With the first National Stock Exchange’s (NSE) Tuesday expiry day for derivative contracts coming into effect, its volume touched its highest level since the end of July.
Data shows that a total of 366.77 million contracts were traded on September 2, having a total notional turnover of Rs 672.39 lakh crore. Of this index, options notional turnover was 668.42 lakh crore, and 95% of it came from Nifty contracts that expired on Tuesday.
Experts believe that the move will benefit expiry as it will have an extra advantage of two days of higher volumes. With this, theta decay, or time decay over the weekend, will be less, said Osho Krishan, chief manager of technical and derivatives research at Angel One. He explained that expiry day activity is high, generally driven by at-the-money and just out-of-the-money strikes.
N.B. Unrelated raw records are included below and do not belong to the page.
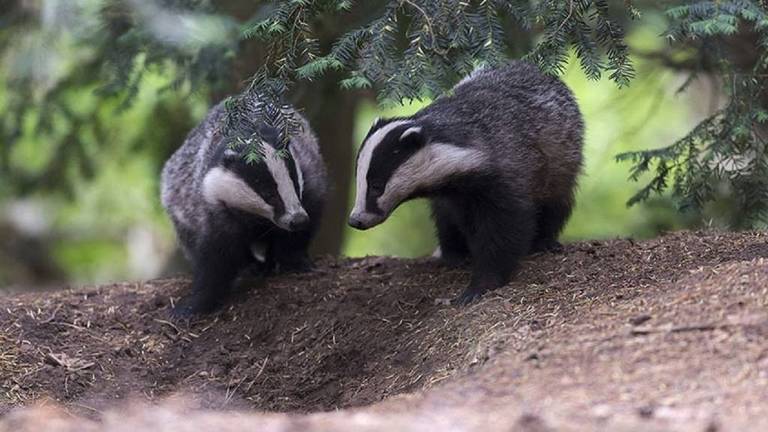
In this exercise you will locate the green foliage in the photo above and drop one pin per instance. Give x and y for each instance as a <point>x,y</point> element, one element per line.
<point>726,151</point>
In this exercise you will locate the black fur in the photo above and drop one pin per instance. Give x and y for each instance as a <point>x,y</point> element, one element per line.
<point>517,201</point>
<point>217,238</point>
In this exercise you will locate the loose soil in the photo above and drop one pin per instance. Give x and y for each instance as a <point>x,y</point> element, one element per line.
<point>666,334</point>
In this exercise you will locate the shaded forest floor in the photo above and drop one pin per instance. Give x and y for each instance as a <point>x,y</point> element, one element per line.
<point>666,334</point>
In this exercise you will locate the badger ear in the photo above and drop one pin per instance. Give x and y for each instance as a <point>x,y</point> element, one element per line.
<point>231,154</point>
<point>413,136</point>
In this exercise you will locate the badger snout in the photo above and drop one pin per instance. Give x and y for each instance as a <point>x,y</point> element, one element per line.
<point>295,221</point>
<point>364,220</point>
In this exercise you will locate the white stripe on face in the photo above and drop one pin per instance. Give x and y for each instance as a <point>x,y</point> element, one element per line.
<point>364,162</point>
<point>299,173</point>
<point>222,186</point>
<point>430,166</point>
<point>286,190</point>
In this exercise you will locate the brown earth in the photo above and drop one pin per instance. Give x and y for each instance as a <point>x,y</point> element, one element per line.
<point>667,334</point>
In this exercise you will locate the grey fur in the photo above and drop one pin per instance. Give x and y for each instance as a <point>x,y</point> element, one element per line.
<point>515,189</point>
<point>200,223</point>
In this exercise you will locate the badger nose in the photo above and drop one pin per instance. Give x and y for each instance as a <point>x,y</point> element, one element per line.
<point>361,221</point>
<point>298,221</point>
<point>356,223</point>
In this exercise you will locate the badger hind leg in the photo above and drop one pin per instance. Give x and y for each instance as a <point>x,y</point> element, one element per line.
<point>551,220</point>
<point>217,262</point>
<point>502,236</point>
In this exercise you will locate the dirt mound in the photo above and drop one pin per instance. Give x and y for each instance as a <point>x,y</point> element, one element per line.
<point>665,333</point>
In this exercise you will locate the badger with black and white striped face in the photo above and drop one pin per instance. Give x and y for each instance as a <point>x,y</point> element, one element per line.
<point>230,214</point>
<point>499,159</point>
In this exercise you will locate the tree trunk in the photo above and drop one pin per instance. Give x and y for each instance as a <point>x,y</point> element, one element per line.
<point>331,112</point>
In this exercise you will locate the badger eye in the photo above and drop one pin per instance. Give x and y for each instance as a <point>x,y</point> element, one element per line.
<point>376,188</point>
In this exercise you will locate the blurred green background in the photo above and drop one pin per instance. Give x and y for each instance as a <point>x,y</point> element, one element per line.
<point>110,225</point>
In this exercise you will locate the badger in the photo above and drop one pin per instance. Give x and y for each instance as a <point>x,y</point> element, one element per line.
<point>498,157</point>
<point>230,213</point>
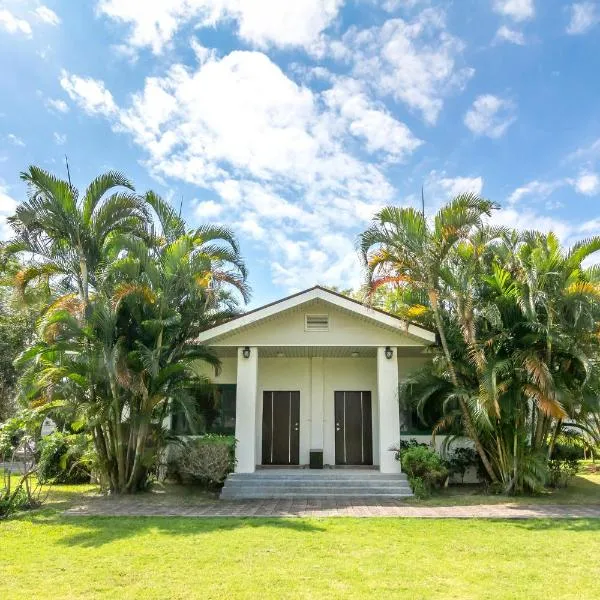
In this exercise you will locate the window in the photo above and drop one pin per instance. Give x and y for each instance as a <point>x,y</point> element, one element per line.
<point>411,423</point>
<point>316,322</point>
<point>213,411</point>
The premium turnover of index options fell to Rs 68,711 crore in the Tuesday expiry from Rs 72,659 crore on Thursday.
What did the consultation paper state?
In June, the markets regulator, after taking into consideration responses from both the exchanges, assigned a Tuesday expiry day to NSE and a Thursday to BSE. This came after a consultation paper restricted experiments on Tuesdays and Thursdays. It had said, in the multi-exchange framework, spacing out of expiry days through the week reduces concentration risk and provides an opportunity for stock exchanges to offer product differentiation to market participants.
SEBI’s concerns
Sebi is concerned of higher expiry day volumes even after it has undertaken various restrictive measures and is looking to improve the quality of the derivatives market by extending the tenure and maturity of such contracts.
Effective September, all contracts on the NSE, including weekly, monthly, quarterly, and half-yearly, will expire on Tuesday and BSE’s on Thursday.